Have you ever asked yourself what will happen if you plant seeds from a fresh tomato? If not, that is ok. If yes, now you will get the answer.

If you buy a tomato from a supermarket, and you plant its seeds, it is most likely those will not germinate, or if they do, you will have different tomatoes from the original plant. Why? Because these tomatoes are F1 hybrids.

If you want genuine tomatoes, you should ask a gardener for seeds who is growing its own tomatoes and saves the seeds from them. Or you can buy seeds from specialized companies.

The best tomato varieties to save seeds from are heirloom or open-pollinated ones. These will result in identical plants to the original.

From Seeds to Tomatoes

The length of time between sowing the tomato seeds and harvesting the fruits from the plants depends on the type you are growing. The bigger the fruit is, the more time it takes to ripen.

The number of days needed from planting to harvesting is always written on the seeds’ package.

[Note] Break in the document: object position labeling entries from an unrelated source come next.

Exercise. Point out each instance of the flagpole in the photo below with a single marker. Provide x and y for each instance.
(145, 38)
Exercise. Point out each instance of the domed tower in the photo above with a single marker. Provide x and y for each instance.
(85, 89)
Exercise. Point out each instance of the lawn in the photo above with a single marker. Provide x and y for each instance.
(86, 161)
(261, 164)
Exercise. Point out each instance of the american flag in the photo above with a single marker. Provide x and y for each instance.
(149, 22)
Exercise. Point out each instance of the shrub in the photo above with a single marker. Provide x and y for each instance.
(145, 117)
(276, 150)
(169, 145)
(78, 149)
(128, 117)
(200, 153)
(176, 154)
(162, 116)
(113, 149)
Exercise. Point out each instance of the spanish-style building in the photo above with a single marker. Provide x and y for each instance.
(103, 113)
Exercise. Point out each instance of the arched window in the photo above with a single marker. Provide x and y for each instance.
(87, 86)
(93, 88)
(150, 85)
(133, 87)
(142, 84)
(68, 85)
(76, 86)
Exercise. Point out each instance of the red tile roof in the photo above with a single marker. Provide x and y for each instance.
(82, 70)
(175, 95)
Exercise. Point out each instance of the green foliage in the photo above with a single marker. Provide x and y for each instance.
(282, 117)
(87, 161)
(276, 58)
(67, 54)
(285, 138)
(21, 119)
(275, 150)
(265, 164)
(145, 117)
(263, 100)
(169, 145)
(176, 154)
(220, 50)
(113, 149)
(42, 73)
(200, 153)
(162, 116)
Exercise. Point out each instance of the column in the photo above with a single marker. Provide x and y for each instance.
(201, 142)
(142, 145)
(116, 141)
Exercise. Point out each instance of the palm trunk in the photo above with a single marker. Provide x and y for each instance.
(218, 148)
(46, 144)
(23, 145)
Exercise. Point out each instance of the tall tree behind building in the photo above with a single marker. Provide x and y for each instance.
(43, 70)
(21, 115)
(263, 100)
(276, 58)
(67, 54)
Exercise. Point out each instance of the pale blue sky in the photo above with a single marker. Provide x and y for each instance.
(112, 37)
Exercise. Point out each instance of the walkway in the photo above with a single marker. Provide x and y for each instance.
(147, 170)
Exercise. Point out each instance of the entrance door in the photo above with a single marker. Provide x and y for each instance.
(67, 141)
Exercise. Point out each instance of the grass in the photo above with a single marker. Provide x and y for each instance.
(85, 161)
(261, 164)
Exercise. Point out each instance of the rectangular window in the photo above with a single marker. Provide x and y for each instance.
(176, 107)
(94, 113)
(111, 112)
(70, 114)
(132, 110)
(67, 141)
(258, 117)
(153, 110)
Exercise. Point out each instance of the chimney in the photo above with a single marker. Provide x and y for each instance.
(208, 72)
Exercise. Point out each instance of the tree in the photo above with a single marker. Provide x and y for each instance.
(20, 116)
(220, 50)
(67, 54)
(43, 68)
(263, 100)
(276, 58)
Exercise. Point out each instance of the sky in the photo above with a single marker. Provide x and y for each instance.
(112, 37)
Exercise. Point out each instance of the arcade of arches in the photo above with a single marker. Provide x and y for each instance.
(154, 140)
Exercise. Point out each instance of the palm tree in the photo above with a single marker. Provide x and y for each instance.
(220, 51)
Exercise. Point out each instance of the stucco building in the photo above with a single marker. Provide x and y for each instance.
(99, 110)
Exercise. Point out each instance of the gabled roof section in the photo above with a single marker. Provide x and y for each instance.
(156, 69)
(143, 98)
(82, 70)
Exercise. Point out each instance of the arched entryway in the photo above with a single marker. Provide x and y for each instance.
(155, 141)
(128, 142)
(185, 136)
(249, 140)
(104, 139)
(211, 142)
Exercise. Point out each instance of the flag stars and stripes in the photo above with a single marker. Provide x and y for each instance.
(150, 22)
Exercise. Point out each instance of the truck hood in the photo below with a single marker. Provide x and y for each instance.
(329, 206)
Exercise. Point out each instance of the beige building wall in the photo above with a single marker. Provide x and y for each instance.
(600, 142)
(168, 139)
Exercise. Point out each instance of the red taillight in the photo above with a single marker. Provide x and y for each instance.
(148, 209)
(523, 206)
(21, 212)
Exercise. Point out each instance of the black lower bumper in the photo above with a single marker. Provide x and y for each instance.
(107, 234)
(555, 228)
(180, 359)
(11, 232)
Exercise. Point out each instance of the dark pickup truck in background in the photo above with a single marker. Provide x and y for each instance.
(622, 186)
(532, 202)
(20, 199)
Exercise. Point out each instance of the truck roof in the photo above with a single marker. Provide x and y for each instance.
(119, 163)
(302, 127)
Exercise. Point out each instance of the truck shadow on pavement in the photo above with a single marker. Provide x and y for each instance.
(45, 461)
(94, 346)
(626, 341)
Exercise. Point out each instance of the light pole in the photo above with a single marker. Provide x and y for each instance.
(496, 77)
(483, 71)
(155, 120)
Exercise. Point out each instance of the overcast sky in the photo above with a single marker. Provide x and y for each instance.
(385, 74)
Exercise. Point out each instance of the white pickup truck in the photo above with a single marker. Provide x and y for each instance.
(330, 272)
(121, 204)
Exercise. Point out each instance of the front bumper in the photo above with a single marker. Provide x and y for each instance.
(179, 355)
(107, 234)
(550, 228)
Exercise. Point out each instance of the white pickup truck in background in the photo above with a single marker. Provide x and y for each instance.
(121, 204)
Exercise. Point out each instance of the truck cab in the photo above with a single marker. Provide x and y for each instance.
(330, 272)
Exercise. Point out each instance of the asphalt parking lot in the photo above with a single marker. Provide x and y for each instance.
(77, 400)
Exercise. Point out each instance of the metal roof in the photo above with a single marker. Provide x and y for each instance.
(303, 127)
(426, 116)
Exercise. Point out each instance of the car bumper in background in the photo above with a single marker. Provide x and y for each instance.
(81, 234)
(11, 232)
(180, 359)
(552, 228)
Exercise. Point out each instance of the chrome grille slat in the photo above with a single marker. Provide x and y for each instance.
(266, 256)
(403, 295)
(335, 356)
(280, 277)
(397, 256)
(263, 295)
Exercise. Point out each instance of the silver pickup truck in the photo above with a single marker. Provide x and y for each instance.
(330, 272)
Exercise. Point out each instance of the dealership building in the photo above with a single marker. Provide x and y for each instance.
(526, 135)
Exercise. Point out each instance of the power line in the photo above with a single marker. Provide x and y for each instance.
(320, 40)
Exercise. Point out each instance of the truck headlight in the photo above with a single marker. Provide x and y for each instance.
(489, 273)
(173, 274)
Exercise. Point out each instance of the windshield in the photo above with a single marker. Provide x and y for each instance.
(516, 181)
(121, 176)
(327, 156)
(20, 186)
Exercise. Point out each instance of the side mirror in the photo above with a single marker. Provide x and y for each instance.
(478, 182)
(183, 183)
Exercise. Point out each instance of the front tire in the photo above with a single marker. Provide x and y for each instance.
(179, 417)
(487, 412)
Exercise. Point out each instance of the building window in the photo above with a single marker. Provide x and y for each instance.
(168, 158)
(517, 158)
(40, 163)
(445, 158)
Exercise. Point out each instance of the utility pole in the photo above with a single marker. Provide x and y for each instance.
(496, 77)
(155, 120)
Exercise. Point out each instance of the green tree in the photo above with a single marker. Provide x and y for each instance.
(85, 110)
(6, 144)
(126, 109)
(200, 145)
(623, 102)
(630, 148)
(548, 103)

Sowing will happen depending on the region you live in, but this is usually from February to April. In May you can start to transplant the plants, and depending on the type of the tomato, harvesting can start from July and will last until the end of September, or until the first frost comes in.

Wrap Up

Buying tomatoes from the supermarket might be easier, but tomatoes from your own garden will taste more like heaven.

As I described, you can now see that growing tomatoes from seeds is not complicated and not expensive. If you have at least a small terrace, you can plant tomatoes, so you will have your own tasty fruits.

If you are lucky enough and you have more space available, you can plant a whole range of tomato plants.